Financial services organisations are entrusted with incredibly sensitive customer data and as a result, they allocate significant resources to maintain the trust of their customers, writes James Pattinson, Vice President, EMEA, at the software firm Absolute.
Despite their best efforts, financial services firms continue to be victims of data breaches. In just the past few months, a number of major financial institutions, such as Lloyds, have suffered major leaks, highlighting that no sector is safe from a loss of customer data. The most worrying part of this is that these breaches are a result of everyday, internal activities, and not the kind of attention-grabbing external hack that hit TalkTalk recently. Of course, the sector is more than aware of the issues it faces around data security. A recent study showed that cybercrime makes up 39 per cent of all economic crimes against the financial services sector, compared to 17 per cent for other types of business. As an industry it faces a number of stringent regulations designed to protect this data, and when financial services firms look for a one stop solution for all of their data protection needs, this can be where problems occur, as even the best single solution can fail.

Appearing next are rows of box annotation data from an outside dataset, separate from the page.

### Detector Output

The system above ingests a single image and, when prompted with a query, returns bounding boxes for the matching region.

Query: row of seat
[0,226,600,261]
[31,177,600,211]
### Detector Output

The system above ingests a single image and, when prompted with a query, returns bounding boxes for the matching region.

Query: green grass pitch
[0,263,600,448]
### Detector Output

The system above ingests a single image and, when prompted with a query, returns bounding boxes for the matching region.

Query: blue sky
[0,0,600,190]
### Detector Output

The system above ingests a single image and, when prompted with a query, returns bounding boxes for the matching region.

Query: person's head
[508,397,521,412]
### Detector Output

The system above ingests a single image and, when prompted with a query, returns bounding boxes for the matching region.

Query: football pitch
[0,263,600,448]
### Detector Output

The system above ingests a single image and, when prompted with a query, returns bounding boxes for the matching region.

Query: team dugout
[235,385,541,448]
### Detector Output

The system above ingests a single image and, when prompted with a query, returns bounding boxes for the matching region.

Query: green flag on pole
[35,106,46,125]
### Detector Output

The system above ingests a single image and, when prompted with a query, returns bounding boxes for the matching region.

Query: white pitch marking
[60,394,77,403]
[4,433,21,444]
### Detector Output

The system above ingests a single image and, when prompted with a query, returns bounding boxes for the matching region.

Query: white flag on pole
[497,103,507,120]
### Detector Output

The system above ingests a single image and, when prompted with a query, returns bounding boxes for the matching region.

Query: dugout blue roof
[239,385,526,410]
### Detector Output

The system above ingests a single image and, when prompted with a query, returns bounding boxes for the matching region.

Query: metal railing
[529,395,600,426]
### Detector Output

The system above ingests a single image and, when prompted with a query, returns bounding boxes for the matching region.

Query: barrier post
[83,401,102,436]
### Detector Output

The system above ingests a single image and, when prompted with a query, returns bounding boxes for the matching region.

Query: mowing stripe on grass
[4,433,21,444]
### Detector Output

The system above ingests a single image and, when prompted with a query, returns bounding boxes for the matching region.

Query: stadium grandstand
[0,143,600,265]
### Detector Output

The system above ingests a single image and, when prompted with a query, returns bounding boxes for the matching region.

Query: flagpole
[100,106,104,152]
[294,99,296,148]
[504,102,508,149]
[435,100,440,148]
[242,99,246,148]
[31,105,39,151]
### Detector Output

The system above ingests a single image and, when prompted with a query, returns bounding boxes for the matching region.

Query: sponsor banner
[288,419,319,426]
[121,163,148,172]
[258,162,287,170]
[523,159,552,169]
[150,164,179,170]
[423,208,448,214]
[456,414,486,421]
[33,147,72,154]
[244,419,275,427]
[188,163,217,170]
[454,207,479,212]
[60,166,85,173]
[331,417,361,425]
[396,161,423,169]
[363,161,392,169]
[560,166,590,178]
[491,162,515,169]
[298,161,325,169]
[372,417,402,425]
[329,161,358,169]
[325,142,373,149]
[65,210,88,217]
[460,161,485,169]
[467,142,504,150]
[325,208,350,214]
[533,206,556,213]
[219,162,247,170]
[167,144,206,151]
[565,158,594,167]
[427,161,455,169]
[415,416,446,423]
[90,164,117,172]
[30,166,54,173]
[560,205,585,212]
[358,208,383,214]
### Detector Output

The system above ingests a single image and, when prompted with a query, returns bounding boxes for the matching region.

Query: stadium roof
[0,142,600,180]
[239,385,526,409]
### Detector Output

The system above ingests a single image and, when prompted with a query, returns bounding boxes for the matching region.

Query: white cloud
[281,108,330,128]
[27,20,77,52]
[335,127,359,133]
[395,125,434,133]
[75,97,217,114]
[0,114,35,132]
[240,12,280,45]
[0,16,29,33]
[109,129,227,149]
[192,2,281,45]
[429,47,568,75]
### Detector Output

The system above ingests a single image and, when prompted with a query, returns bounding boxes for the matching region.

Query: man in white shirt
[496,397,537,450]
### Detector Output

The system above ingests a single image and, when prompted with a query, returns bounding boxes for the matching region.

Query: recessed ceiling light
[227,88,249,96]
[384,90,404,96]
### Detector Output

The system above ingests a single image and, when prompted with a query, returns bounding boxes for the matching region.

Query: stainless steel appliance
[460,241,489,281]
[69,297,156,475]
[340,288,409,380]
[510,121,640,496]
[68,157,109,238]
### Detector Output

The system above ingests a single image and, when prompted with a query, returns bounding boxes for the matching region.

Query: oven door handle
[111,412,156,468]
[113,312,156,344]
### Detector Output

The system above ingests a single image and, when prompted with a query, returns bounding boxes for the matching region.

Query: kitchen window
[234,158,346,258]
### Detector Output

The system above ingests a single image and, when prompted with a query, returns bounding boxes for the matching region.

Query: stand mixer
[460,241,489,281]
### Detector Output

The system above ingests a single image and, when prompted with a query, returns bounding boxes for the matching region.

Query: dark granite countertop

The financial services sector needs to take a layered approach to data security, using multiple and complementary methods to guard sensitive data. Below are some aspects of a layered security approach that can have the biggest impact in the financial services sector:
Protect your endpoints
The increased digitisation of data and mobile devices has made it easier than ever for employees to work remotely. While the benefits are clear, for many financial services organisations, it is of vital importance that particularly sensitive information doesn’t leave the premises. While there are clearly a number of draconian initiatives that can tackle this, a more nuanced approach can help preserve mobile working flexibility. This is where geo-location can be used to set up invisible ‘fences’ that can flag whenever a device that doesn’t have authorisation has left the premises. Once alerted, IT can take steps to safeguard that data, whether by blocking access to the device or deleting the data it contains.
Hidden
Of course, it’s not just those that are authorised to view sensitive data that can gain access to it. Other employees on the corporate network can download it, whether for malicious reasons or not. Once data is downloaded to a work device that can leave the premises, it can easily travel beyond the boundaries of the corporate network. The challenge for the IT department is maintaining the balance between employee freedom and wider security. Simply locking down IT systems won’t solve the problem and will reduce the massive productivity benefits of modern approaches to IT, such as mobile and flexible working. One solution is to implement technology that can detect whether a device contains sensitive data. A key part of this is recognising the characteristics and format of the sensitive data (such as credit card numbers, sort codes or account numbers) and financial related terms, and flagging when a device contains sensitive data. It is then possible for the IT team to take a closer look at the device if they’re concerned there has been a breach, or take actions such as deleting those sensitive files remotely in the event of a breach.
Weakest link
Even with a multi-layered technology approach, there is always one element that can let any organisation down – its employees. Employees should be considered a key part of your security. Broadly, there are two elements to this, along with the technology solutions. The first is policy, which should outline, in non-technical and non-legal language, exactly what employees are allowed to do with data and their work devices. The second element is training – ensuring your staff understands security policies and the risks and consequences of a data breach. These data security best practices need to be engaging, relevant and tailored to the jobs people are doing.
There is no magic bullet for security in the financial services sector. The only way companies can protect themselves is to take a truly holistic, layered approach to security and look at a myriad of ways that data can be lost or compromised. The sheer volume of sensitive data and the massive implications of a breach mean the financial sector can never be too safe when it comes to having the right technology and processes in place to guard against data breaches. Ultimately, anyone delivering financial services needs set the standard when it comes to data security, and those companies falling below that will quickly realise the value their customers place on this trust.